Publication Date : 17-05-2014

 

Malaysian Prime Minister Najib Razak has given popular online news site Malaysiakini 48 hours to apologise and retract readers' comments on his handling of the political crisis in Terengganu, or face a defamation suit - the first time a sitting Malaysian premier has threatened to sue the media for defamation.

Umno lawyer Hafarizam Harun on Thursday sent three letters of demand issued jointly with Umno to Malaysiakini, its editor-in-chief Steven Gan and chief editor Fathi Aris Omar over two allegedly defamatory articles published on Wednesday.

"Said defamatory articles could be construed in its natural and ordinary meaning that our clients are not competent to function as the leaders of Malaysia, have zero integrity and are unethical, are racist, have no moral values, and had abused their powers as a political leader and party," wrote Datuk Hafarizam.

The threat to sue is a first for a sitting Malaysian prime minister, say media analysts, even as Datuk Seri Najib has adopted civil rights reforms including media freedom after taking office.
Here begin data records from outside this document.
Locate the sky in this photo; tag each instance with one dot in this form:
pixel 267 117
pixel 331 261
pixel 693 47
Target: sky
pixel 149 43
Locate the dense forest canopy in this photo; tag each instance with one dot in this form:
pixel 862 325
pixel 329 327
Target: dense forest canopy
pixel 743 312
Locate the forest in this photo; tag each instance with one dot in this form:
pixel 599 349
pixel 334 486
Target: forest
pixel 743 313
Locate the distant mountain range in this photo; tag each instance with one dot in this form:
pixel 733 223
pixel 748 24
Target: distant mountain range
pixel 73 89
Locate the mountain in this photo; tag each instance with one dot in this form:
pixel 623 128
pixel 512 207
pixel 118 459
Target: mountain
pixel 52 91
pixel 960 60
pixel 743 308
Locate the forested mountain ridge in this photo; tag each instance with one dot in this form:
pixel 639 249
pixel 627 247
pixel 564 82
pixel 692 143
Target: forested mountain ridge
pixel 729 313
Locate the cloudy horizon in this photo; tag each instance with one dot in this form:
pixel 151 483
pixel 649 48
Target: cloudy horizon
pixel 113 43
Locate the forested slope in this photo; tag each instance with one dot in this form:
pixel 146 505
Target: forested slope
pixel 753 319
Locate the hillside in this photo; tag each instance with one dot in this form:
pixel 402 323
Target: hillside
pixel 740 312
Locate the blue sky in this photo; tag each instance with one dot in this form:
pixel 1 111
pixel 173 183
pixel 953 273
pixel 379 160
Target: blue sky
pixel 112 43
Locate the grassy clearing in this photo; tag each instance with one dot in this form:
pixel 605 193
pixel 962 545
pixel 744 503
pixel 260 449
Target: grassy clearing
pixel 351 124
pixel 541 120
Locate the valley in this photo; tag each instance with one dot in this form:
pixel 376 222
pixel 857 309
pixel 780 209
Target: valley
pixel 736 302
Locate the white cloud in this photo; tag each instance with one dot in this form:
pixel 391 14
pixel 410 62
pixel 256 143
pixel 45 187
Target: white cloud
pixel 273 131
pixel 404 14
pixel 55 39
Najib's government amended a controversial law in 2012 by dropping a requirement for news outlets to apply for yearly licences, though critics say the powerful Home Ministry ultimately approves publishing permits.

He has faced criticism from some in his party for allowing too much freewheeling debate in the politically polarised country.

The Premier said in an interview with Bernama last week that there are laws for troublemakers but "we are courageous enough to accept criticism, so long as it is made in a civilised manner".

The Malaysiakini articles titled "A case of the PM reaping what he sows" and "How much will Najib spend to keep Terengganu?" had compiled readers' comments critical of Najib's handling of the Terengganu crisis.

Umno briefly lost its majority in the Terengganu state legislature this week when sacked menteri besar Ahmad Said quit the party on Monday with two other Umno lawmakers, a situation which could have tipped the oil-rich state to the opposition.

The crisis was averted two days later when the trio returned to Umno, amid speculation in online media such as Malaysiakini and on social media about how the crisis was resolved quickly.

Chang Teck Teng, a media industry researcher with Taiwan's Shih Hsin University, said Malaysian law held news outlets responsible for their readers' comments.

"The PM's main target is not Malaysiakini," he told The Straits Times. "He is merely sending a warning to the public and holding Malaysiakini responsible."

Gan, who co-founded Malaysiakini in 1999, called the move by Najib a form of intimidation against its readers. He said: "It stops us from allowing readers to comment freely. A case of rattling the cage to scare the monkeys." Malaysiakini said it is willing to publish a response from Najib, but it will not retract the readers' comments.

"This is the wrong battlefield," said political analyst Wong Chin Huat of the Penang Institute, referring to the lawyer's letters of demand. "It will only highlight the problems we have with media freedom."